The economic burden of providing health insurance for workers increased more for small businesses than for large ones from 2000 to 2005, but the spike did not cause a significant number of small employers to abandon the benefit.

The Kauffman-RAND Institute for Entrepreneurship Public Policy announced results from a study that examined theimpact of rising healthcare costs on small business. The National Federation of Independent Business, a small business advocate association, responded to the study by stating the findings showed healthcare costs must be contained to safeguard the viability of small business.

“Annual increases in healthcare premiums consume a higher percentage of a business’ payroll now more than ever, far outpacing wage increases,” said Todd Stottlemyer, president and CEO of NFIB. “As a result, many small business owners face a tough decision: provide a raise to their employees or offer healthcare coverage.”

The RAND study found that half of all small businesses that offer health insurance spent more than 10 percent of their payroll on this benefit, “further illustrating why healthcare costs have been the No.1 concern for small business owners and their employees for the past 20 years.”

To address the problem of rising small business healthcare costs, NFIB has launched “Solutions Start Here,” its largest and most aggressive healthcare campaign to-date. As part of this campaign, NFIB will host “Fix-it Forums” in nine cities across the country in order to shed light on how healthcare costs are impacting small business owners and their employees.

“We are also hosting a series of Health Reform Forums that bring together policymakers and health experts to discuss what policy options could be most effective in forming legislation that will increase affordability, enhance coverage and maintain quality,” Stottlemyer said. “Because when healthcare is fixed for small business, it’s fixed for America.”

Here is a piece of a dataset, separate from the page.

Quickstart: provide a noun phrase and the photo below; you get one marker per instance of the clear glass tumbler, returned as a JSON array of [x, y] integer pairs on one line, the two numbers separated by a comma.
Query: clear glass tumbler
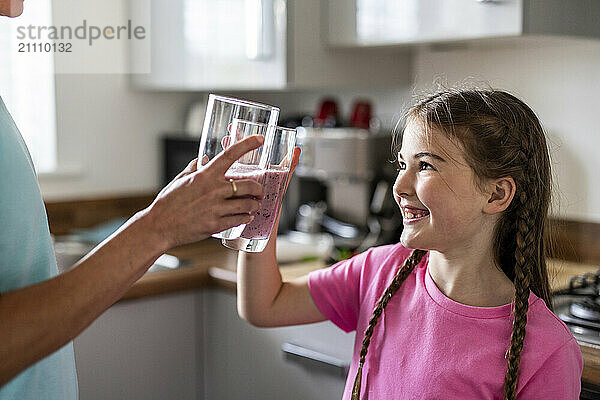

The Kauffman-RAND Institute report, authored by Drs. Susan M. Gates and Christine Eibner, found that small firms with fewer than 25 employees have been significantly impacted by increases in healthcare costs, with a 43.5 percent increase in the median cost of coverage between 2000 and 2005. This impact is even greater on firms with fewer than 11 employees, experiencing a 53 percent increase over the same time period.

Not only are healthcare costs steadily rising for small businesses, Gates’ and Eibner’s research also found the quality of coverage is not consistent with that of larger firms.